Eclipse OpenJ9: A Java Virtual Machine for OpenJDK that's optimized for small footprint, fast start-up, and high throughput. Builds on Eclipse OMR (https://github.com/eclipse/omr) and combines with the Extensions for OpenJDK for OpenJ9 repo.

Other

3.28k stars 721 forks source link

Loom: Move unmounted continuation stacks out of the low memory area #15781

Open gacholio opened 2 years ago

gacholio commented 2 years ago

If running compressed references, when a continuation stack is unmounted, it should be copied into new memory not allocated in the <4Gb area. When remounted, copy the stack back to the low memory area.

The complication is stack-allocated objects which point to other stack-allocated objects. Because the reference slots in the objects are only 32 bits wide, they can't simply be relocated.

gacholio commented 2 years ago

The basic relocation will be performed by generalizing the code which handles stack growing to separate the allocation and relocation of the stack.

Stack-allocated objects are walked by the stack walker using JIT metadata which details where each SA object beings in the stack frame. The walker uses the GC object iterator to then walk the individual slots of the SA object. None of the stack slots of SA objects are marked as an object slot for the walker.

For non-compressed refs, the existing relocation code will work unmodified.

For compressed refs, object slots in SA objects are only 32 bits wide, so they cannot simply be relocated. With compressed refs shift, every bit in the slot may be used, so a slot tagging solution is not appropriate.

gacholio commented 2 years ago

During the stack relocation, I suggest we convert the compressed object pointer slots to uncompressed stack offsets (which will always fit in 32 bits). walkContinuationStackFrames will need to pass a new flag into the stack walker instructing it that the SA slots are offsets.

gacholio commented 2 years ago

There is an issue with the stack offsets - how to distinguish between slots which contain offsets (used to point to an SA object) and slots which contain heap object pointers. With no tag bits available, we may need to keep a separate bitmap to indicate which slots contain offsets.

gacholio commented 2 years ago

The bitmap will be placed after the end of the copied stack (in the same allocation). As an optimization, the copied stack and bitmap should exclude the unused portion of the stack.

gacholio commented 2 years ago

Continuing on with the code, I notice the stack grower relocates arraylet leaves found in stack-allocated objects. I'm not sure yet that the offset strategy will work with these.

@0xdaryl Are there ever in fact stack-allocated arrays in arraylet GC policies?

0xdaryl commented 2 years ago

Are there ever in fact stack-allocated arrays in arraylet GC policies?

There might be. It isn't clear to me from a simple inspection of the code. x86, for example, sets a codegen flag [1] to permit stack allocation of arraylets and this is checked in the EA candidate-finding loop so there may be cases where contiguous arrays are stack allocated. Large, discontiguous arraylets are never stack allocated, however.

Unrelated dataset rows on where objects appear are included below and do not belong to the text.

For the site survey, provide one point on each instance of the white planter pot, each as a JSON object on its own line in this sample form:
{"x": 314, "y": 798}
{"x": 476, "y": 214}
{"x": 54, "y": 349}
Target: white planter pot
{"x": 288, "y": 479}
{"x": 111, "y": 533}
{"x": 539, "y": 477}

@hzongaro : can you fill in any more details here?

[1] https://github.com/eclipse-openj9/openj9/blob/b4bf9a8f4c95aec9c79e65ea896e409afa8a8c84/runtime/compiler/x/codegen/J9CodeGenerator.cpp#L125

gacholio commented 2 years ago

So-called contiguous arrays do not contain a spine (where the arraylet pointers are). You say above that large discontiguous arrays aren't stack allocated - what is considered large? The easiest thing to do here would be to simply disallow stack allocation of arrays that require a spine, regardless of the total size.

My concern is that j9mm_iterate_object_slots (used to walk the slots of stack-allocated objects) will not be able to walk the spine of an array that has been relocated to the high memory area.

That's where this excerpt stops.